Wednesday, December 4, 2019

These stories are a lot funnier when the victims are Silicon Valley VCs and the Saudi sovereign wealth fund

We could have a long philosophical conversation about the distinction between a security based on records on a secured server and one based on records stored in a blockchain. For now though, I just wanted to point out familiar all of this sounds to anyone who has been following WeWork and Uber and all of the other unicorns. The same suspension of disbelief, power of positive (and fear of negative) thinking, next-big-thingism, fear of missing out.

The main difference is that the people who fell for WeWork and Theranos were supposed to know better.

From the BBC:

But there was something wrong. In early October 2016 - four months after Dr Ruja's London appearance - a blockchain expert called Bjorn Bjercke was called by a recruitment agent, with a curious job offer. A cryptocurrency start-up from Bulgaria was looking for a chief technical officer. Bjercke would get an apartment and a car - and an attractive annual salary of about £250,000.

"I was thinking: 'What is my job going to be? What are the things that I'm going to have to do for this company?'" he recalls.

"And he said: 'Well, first of all, they need a blockchain. They don't have a blockchain today.'

"I said: 'What? You told me it was a cryptocurrency company.'"

The agent replied that this was correct. It was a cryptocurrency company, and it had been running for a while - but it didn't have a blockchain. "So we need you to build a blockchain," he went on.

"What's the name of the company?" asked Bjercke.

"It's OneCoin."
...

Investors often told us that what drew them in initially was the fear that they would miss out on the next big thing. They'd read, with envy, the stories of people striking gold with Bitcoin and thought OneCoin was a second chance. Many were struck by the personality and persuasiveness of the "visionary" Dr Ruja. Investors might not have understood the technology, but they could see her talking to huge audiences, or at the Economist conference. They were shown photographs of her numerous degrees, and copies of Forbes magazine with her portrait on the front cover.

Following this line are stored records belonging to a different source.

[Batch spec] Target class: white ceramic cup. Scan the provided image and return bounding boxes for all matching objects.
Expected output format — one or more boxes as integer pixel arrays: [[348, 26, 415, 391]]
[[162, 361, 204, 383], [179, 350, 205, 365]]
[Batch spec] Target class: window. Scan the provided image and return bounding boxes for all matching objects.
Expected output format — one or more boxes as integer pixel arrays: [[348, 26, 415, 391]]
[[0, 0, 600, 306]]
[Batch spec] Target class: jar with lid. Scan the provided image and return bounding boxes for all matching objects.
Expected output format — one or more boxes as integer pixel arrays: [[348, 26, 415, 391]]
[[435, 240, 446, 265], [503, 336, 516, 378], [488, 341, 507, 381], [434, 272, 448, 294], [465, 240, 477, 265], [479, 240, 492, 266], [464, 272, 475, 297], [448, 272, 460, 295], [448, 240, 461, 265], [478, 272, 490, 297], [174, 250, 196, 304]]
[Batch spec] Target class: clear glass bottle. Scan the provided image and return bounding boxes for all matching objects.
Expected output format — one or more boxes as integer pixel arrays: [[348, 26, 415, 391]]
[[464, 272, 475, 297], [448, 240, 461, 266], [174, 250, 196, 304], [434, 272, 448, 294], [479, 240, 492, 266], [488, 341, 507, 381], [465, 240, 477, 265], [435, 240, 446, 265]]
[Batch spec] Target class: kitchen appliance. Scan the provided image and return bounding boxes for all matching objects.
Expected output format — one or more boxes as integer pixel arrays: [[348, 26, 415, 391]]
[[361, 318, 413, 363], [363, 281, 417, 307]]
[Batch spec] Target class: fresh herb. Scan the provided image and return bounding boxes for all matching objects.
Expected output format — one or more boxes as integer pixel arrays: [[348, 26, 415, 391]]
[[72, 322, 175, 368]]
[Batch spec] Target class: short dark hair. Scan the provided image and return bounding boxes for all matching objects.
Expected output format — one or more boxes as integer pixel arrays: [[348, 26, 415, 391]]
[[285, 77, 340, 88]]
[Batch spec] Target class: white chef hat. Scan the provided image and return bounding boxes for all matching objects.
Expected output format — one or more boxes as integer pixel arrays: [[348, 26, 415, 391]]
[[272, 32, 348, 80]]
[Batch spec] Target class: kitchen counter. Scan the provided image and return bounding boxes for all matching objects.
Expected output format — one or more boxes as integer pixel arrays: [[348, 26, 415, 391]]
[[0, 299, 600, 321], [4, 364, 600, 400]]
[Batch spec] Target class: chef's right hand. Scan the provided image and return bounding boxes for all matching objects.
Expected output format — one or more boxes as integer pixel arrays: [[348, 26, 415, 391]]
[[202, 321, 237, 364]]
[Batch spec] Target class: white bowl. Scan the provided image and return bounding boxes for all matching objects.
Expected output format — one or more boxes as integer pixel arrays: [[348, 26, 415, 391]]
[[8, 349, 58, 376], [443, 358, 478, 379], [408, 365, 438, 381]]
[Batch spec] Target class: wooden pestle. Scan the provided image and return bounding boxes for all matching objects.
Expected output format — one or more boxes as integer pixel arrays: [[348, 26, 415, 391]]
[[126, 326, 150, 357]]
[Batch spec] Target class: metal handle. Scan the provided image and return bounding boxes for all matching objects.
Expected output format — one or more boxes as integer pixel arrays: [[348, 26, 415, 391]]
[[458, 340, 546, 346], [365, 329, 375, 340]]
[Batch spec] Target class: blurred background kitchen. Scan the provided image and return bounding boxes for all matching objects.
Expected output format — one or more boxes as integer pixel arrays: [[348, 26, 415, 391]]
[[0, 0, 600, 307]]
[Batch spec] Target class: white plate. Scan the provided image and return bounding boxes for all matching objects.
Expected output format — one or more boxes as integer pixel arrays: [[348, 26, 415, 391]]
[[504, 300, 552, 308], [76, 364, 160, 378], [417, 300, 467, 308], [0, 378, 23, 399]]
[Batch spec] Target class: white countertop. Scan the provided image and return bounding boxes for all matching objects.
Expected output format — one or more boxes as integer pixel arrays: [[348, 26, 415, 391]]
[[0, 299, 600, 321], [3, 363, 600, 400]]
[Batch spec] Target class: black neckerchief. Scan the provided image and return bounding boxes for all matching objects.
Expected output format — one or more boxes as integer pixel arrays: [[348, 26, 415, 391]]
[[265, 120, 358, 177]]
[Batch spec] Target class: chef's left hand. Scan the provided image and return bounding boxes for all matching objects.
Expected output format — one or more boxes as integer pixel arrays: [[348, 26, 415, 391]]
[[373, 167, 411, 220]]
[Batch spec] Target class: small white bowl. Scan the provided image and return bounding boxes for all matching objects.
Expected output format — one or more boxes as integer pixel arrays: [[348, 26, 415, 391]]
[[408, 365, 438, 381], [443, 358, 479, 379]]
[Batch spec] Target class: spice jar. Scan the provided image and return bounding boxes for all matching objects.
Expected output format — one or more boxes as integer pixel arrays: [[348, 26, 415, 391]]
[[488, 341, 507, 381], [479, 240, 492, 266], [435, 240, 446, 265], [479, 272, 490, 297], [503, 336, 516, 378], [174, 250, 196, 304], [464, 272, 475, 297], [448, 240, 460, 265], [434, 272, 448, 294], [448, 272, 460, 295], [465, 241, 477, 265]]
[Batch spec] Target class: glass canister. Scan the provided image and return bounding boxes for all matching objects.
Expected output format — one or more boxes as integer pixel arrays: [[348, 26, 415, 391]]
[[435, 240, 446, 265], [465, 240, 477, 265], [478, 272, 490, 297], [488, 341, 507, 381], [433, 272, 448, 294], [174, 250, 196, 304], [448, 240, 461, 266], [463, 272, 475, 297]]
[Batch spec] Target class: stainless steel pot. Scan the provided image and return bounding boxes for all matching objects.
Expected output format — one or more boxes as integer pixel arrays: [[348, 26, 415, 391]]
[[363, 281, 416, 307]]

The degrees are genuine. The Forbes cover isn't: it was actually an inside cover - a paid-for advertisement - from Forbes Bulgaria, but once the real cover was ripped off, it looked impressive.


[Also an ex-McKinsey consultant. That may be my favorite detail. -- MP]

But it seems it's not just the promise of riches that keeps people believing. After Jen McAdam invested into OneCoin she was constantly told she was part of the OneCoin "family". She was entered into a Whatsapp group, with its own "leader" who disseminated information from the headquarters in Sofia. And McAdam's leader prepared her carefully for conversations with OneCoin sceptics. "You're told not to believe anything from the 'outside world'," she recalls. "That's what they call it. 'Haters' - Bitcoiners are 'haters'. Even Google - 'Don't listen to Google!'" Any criticism or awkward questions were actively discouraged. "If you have any negativity you should not be in this group," she was told.